Oliver lachte und schüttelte den Kopf, 'Na gut, ich liebe dich, honey bunny', sagte er mit einem ironischen Lächeln
'Oh, na ja, ich liebe dich auch, Papa Biene.' Sie kicherte und Oliver verzog das Gesicht, ein Stirnrunzeln legte sich auf seine Augenbrauen
'Ich hab doch gesagt, ich mag den Spitznamen nicht', brummte er.
'Ich dachte, du wolltest irgendwohin, du kommst zu spät, Papa Biene', lachte sie und neckte ihn weiter.
Oliver hielt inne und beobachtete ihr Lächeln, ihre wunderschönen Zähne. Sie hatte in der Tat ein atemberaubendes Lächeln. Er kam näher und küsste sie auf die Wangen.
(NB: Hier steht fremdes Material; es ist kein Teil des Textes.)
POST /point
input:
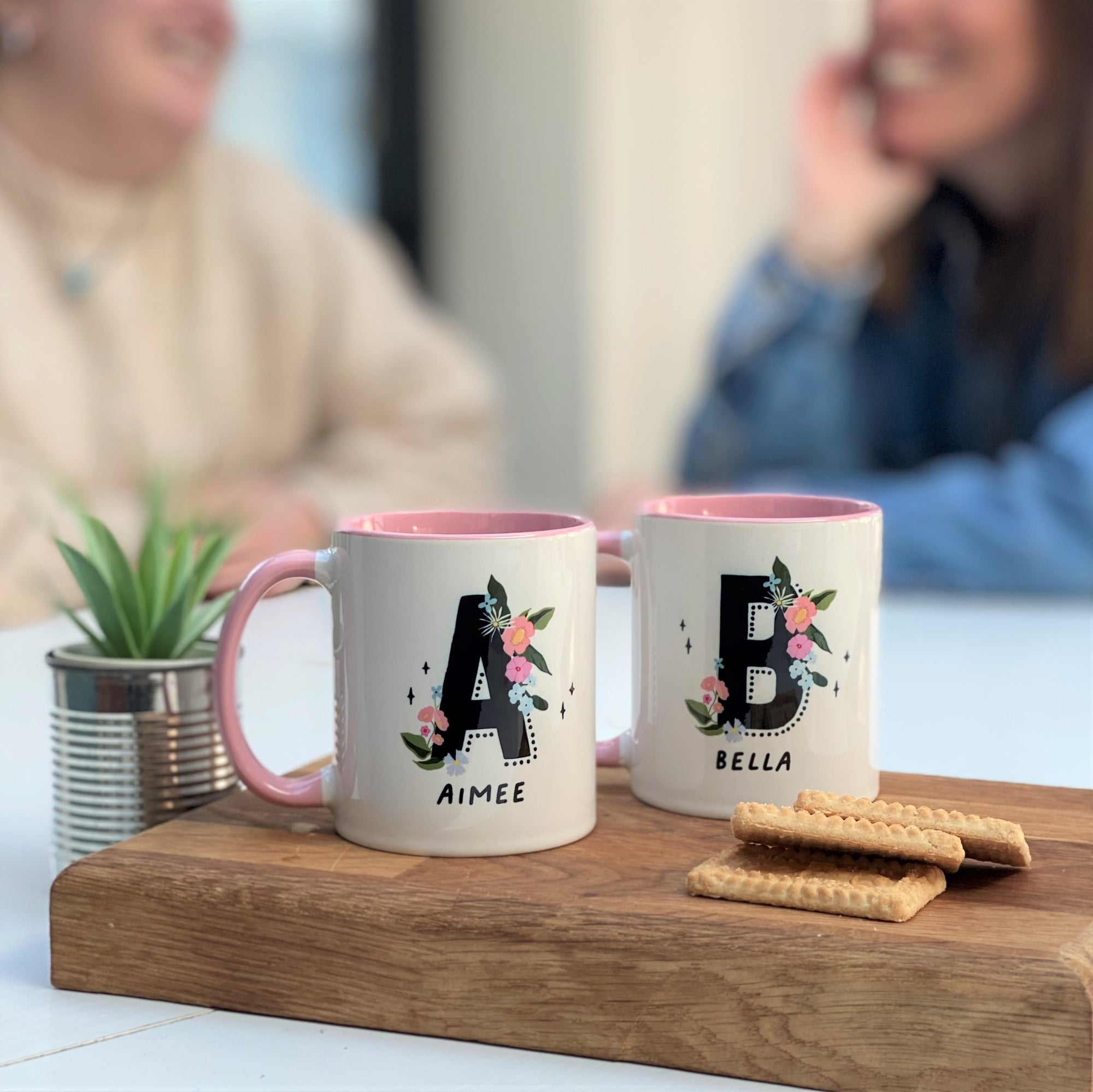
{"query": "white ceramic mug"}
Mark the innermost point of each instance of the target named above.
(755, 650)
(465, 682)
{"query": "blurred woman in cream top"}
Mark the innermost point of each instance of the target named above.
(172, 306)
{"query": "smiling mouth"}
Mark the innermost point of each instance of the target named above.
(191, 54)
(896, 70)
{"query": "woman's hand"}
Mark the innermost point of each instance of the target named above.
(850, 198)
(271, 519)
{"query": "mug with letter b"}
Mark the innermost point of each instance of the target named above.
(755, 650)
(465, 682)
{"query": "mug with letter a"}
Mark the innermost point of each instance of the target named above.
(755, 659)
(465, 682)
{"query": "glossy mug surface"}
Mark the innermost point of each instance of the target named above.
(755, 650)
(465, 682)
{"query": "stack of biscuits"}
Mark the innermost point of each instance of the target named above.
(860, 858)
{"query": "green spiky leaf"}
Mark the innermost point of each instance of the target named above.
(198, 622)
(497, 591)
(128, 594)
(782, 574)
(93, 637)
(700, 712)
(418, 745)
(100, 599)
(540, 618)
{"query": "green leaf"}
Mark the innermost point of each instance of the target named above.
(95, 638)
(100, 600)
(782, 574)
(182, 563)
(711, 730)
(213, 555)
(497, 591)
(152, 572)
(128, 594)
(699, 711)
(198, 622)
(536, 657)
(540, 618)
(418, 745)
(163, 639)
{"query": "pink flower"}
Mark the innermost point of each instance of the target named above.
(519, 670)
(800, 616)
(519, 636)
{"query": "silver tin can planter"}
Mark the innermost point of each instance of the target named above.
(135, 743)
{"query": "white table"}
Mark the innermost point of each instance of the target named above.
(970, 687)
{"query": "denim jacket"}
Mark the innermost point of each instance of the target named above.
(985, 474)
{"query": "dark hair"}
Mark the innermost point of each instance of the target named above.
(1042, 269)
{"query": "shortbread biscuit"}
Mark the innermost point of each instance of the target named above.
(770, 825)
(984, 839)
(828, 883)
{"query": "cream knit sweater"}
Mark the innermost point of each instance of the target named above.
(238, 328)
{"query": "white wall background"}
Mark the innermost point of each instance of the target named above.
(597, 173)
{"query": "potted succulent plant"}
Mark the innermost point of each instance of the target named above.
(135, 732)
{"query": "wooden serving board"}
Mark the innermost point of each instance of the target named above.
(596, 949)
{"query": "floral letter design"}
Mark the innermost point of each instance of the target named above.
(516, 635)
(800, 611)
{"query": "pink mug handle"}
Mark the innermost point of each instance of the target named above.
(312, 790)
(616, 752)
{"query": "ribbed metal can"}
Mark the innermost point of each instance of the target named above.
(135, 743)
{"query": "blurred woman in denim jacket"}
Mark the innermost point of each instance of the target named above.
(923, 334)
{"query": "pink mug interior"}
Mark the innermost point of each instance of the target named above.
(450, 524)
(760, 508)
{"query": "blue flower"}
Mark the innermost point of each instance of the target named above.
(801, 671)
(735, 733)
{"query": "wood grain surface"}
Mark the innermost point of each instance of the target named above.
(596, 949)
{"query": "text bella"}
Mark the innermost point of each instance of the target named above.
(736, 762)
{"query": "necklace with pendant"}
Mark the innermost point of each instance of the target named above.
(78, 278)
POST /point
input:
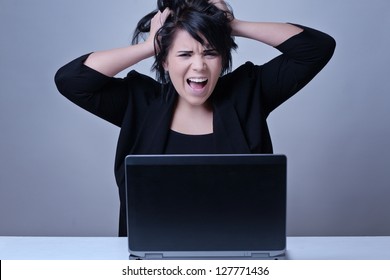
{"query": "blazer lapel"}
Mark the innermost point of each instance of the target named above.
(228, 134)
(153, 135)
'Wir setzen diese Diskussion fort, wenn ich zurückkomme, ich geh jetzt mal', sagte er und ging hinaus, während Aria lachte.
'Ist er nicht der beste Ehemann und Papa der Welt?' fragte sie ihr kleines Baby, das aufgewacht war, und Prinzessin Lena kicherte.
'Das nehm ich als Ja, Kleine', fügte Aria hinzu und stupste das Baby sanft auf die Nase.
Fortsetzung folgt!!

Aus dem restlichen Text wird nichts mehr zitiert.